Fire, in idiomatic language, is a harsh teacher that grants wisdom at the price of pain. We are baptized and tried by fire; we crash and burn; and sometimes, we are (simply, but no less painfully) burned by scoundrels and charlatans. In Microscopic Hysteria, Leonardo “Rando” Onia Jr. makes literal these numerous baptisms of fire by using pyrographic pointillism.
Up close, Onia’s images reveal themselves to be made from constellations of tiny burn marks. These stippled surfaces full of infinitesimal textures reflect, for Onia, how we human beings are the sum of our experiences, good and bad. To contrast with his controlled and systematic pinpricks, Onia also lets loose fire’s voracious appetite to represent tragedies that have left deeper psychic scars.
Microscopic Hysteria examines scale on multiple levels: Onia’s wallworks remind us that, with a change in perspective, minuscule dots can turn into sepia-tinged pictures of doom and gloom. C. Wright Mills, in laying out his thesis in The Sociological Imagination, writes that “neither the life of an individual nor the history of a society can be understood without understanding both” and that the “the sociological imagination enables us to grasp history and biography and the relations between the two within society.” There is a need to be nimble enough to shift between micro and macro, small and big; to understand that each snowflake is a potential avalanche, that a smoldering cigarette can start a fire, or that a decision made a year ago can change life as we know it.

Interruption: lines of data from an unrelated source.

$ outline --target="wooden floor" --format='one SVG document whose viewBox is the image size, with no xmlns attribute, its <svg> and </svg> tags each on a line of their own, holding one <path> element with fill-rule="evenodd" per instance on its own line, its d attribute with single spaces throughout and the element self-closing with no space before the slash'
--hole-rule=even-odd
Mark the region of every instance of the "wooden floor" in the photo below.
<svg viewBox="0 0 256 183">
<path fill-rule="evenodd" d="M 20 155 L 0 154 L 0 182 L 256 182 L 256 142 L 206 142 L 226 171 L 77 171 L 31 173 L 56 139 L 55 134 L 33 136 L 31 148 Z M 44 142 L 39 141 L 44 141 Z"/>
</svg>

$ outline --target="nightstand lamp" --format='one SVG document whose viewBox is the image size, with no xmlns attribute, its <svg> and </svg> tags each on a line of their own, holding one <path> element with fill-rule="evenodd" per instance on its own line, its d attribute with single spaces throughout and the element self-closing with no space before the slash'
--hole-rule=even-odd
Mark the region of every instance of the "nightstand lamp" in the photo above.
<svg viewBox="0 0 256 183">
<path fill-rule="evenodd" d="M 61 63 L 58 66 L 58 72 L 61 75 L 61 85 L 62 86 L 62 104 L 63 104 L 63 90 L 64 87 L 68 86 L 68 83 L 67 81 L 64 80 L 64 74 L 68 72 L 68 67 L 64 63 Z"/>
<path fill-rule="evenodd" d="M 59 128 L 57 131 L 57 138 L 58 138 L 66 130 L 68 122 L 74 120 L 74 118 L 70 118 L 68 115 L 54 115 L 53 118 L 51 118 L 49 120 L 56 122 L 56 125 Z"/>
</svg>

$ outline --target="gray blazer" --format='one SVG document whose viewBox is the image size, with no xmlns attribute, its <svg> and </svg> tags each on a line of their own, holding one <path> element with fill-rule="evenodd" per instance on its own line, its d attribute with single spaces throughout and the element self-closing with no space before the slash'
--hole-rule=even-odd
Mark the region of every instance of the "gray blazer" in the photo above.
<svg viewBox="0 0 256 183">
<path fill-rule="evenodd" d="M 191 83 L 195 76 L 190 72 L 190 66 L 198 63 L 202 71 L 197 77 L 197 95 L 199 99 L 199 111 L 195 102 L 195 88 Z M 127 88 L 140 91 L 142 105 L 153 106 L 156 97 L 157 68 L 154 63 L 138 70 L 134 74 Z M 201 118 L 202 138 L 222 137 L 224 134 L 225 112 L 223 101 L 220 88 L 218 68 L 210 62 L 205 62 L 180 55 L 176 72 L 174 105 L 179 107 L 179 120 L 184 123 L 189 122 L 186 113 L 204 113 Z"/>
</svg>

Onia brings his philosophical ruminations to another scale altogether in a ceiling installation accompanied by an audio loop sampled from Akron/Family’s mellotron-infused song “Don’t be afraid, you’re already dead.” From thinking about the relationship between structure and agency, history and biography, Onia shifts to contemplating theology, the universe, and the void. What do our petty squabbles mean, in the grand scheme of the cosmos? Looking up at the gallery ceiling mimics the act of looking up at the vault of heaven and seeing, like Alfredo Salazar did in Paz Marquez Benitez’s story of love and loss, the light of dead stars.
Let us step back from these (comparatively) microscopic matters that plague the earth. What do they matter to the Moon, to Jupiter, to the farthest and most incomprehensible reaches of space, Onia asks.
We are nothing.
Before fainting in the face of this vastness, we must remember that we are, as Carl Sagan pointed out, “made of starstuff.” Per the astronomer: “the nitrogen in our DNA, the calcium in our teeth, the iron in our blood, the carbon in our apple pies were made in the interiors of collapsing stars.” The same nuclear furnace that gave birth to the galaxies gave birth to us and we are, like Onia’s dots, part of the big picture.